Monday, October 10, 2022

Back in the saddle on the streets

First - this was supposed to be posted two weeks ago. I wrote it but then forgot to press PUBLISH. 

Yeah, my brain (as we say here in Glasgow) is mince. That's ground beef for you guys across the pond.


 I've been revisiting some old TV favourites recently, both shows that as a boy I loved and others of more recent vintage.

Don't worry, I'm not going to say that telly was better back then because it really wasn't. It was of its day and when you watch these shows you have to try to rekindle the spirit of the times, when things were simpler and everything was in black and white.

The majority are westerns, series that I lapped up avidly in the early 1960s. Yes, I am that old. They've not been seen on British telly for many years but they are getting an airing thanks to the Talking Pictures channel, which is a must have for movie buffs. Where else will you get classic series nestling alongside Brit flicks from the 40s to the 70s, Hammer movies in their Eastmancolour gorey and seldom seen US movies from the 60s and 70s?

It was shows like 'Cheyenne', 'Maverick' and 'Sugarfoot' that instilled in me my love of westerns and all three are being screened.

Yes, the storytelling is stodgy compared to today but there was a conciseness to it that is lacking in an age when we're urged to watch three episodes of a show before it gets into full swing. How many times have we been told 'Stick with it, it gets better'? Who can be bothered?

And there's the star power. James Garner had the charisma wattage to counteract the energy crisis while Clint Walker may have been wooden enough to provide a home for squirrels and I'd forgotten how boyish Will Hutchins was in 'Sugarfoot' (whatever happened to him, I wonder?). But both he and big Clint were both watchable. At least for me.

They haven't unearthed episodes of 'Bronco' with Ty Hardin but I'm keeping my fingers, and my shooting irons, crossed.

Then there's 'The Saint', with former Maverick star Roger Moore  getting togged up in some cool suits, driving an even cooler Volvo and cocking an eyebrow like a pro. Again, the storytelling is tight, not a wasted scene. It was get in, get the job done, get out again.

And the fight scenes, although not realistic, were pretty good.
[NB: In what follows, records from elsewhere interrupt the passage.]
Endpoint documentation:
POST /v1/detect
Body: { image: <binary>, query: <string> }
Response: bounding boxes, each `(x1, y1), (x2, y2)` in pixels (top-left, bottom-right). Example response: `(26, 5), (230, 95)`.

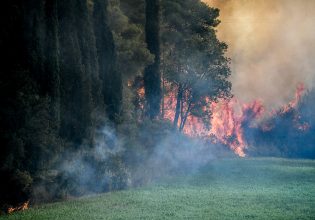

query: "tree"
(162, 0), (231, 131)
(93, 0), (122, 121)
(143, 0), (161, 118)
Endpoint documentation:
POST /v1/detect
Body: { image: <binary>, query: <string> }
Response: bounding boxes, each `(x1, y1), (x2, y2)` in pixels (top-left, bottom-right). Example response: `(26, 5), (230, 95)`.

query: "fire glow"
(8, 201), (29, 214)
(163, 83), (306, 157)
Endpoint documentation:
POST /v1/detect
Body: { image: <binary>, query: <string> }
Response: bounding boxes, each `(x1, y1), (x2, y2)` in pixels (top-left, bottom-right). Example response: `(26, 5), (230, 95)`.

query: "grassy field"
(0, 158), (315, 220)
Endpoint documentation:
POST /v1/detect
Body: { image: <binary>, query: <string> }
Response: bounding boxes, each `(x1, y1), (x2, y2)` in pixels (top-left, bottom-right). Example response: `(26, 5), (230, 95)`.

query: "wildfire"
(8, 201), (30, 214)
(137, 82), (309, 157)
(164, 83), (308, 157)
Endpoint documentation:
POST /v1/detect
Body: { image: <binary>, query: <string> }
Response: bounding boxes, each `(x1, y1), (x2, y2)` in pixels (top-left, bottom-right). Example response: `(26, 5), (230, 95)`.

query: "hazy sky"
(204, 0), (315, 108)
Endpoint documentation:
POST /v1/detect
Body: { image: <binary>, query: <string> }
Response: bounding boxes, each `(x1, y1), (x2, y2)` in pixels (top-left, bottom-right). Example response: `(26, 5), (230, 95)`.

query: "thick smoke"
(204, 0), (315, 109)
I watched one recently which featured some unusual moves which were decidedly not Marquis of Queensberry approved. Simon Templar held a bad guy upside down and bounced his head on the floor!

Rog was another one with charisma to spare. He could act, although he seldom was given the chance, but my goodness he did what he did with tremendous style.

A more recent series I've caught up withy is 'NYPD Blue', and frankly it has never been bettered. Big things were predicted for David Caruso on the back of this series, which he left in season two. Despite a few movie roles, those big things never did really materialise, which is a shame because he had the knack of getting to the heart of a scene. Eventually, he did hit the big time with CSI: Miami. Frankly, nobody took off, and then put back on, a pair of sunglasses like him.

Dennis Franz was the breakout star of a show, playing a drunken, racist and quite possibly corrupt cop who changed into a tough but tender detective over the course of the seasons. The show itself broke new ground on network TV for its language and its flashes of nudity. It all seems tame now, thanks to the likes of HBO, but in its day it would make Roger Moore raise both eyebrows.

I'm loving this welcome opportunity to watch from the very beginning.

But what has all this to do with a writing blog?

I'm glad you asked that.

I learned my craft not simply by reading books but also by watching these and many other shows and each, in turn, has influenced my writing. 

The western series, movies and books I read gave me the idea of the lone protagonist, righting wrongs. When these characters move into another town at the beginning of each episode, they found normality being upended and that taught me at an early age that it doesn't matter how civilised the world becomes, there will always be someone wishing to subvert it, either through self-interest or just plain evil. 

Of course, as I grew older, I found that there were politicians the world over who make it their mission to  do the same.

'NYPD Blue' showed me that you could stylise your dialogue, and get away with it. The backdrop and plotlines could be realistic, but the way the characters speak to each other can carry a level of artifice and still sound genuine.

But also, watching these series from the early black and white days of TV to one from the 80s, exemplified how storytelling changes. In the older shows the main characters are static. They do not grow, they do not transform. From episode one to episode 200, they remain the same.

But by the time 'NYPD Blue' came along, that was being tossed out of the window. The masterful 'Hill Street Blues' paved the way, to be honest stealing the idea from soap opera, but 'NYPD Blue' perfected it and led to the shows we have today.

That some of them are so intent in being depressing is another matter.


Charlotte Hinger said...

Douglas, our newest Type M'er, Johnny D. Boggs, is a fabulous western writer. It's no wonder he has won so many awards. Check out his books.

Anna said...

Another good western show from the old days, with plenty of nuanced writing: Gunsmoke.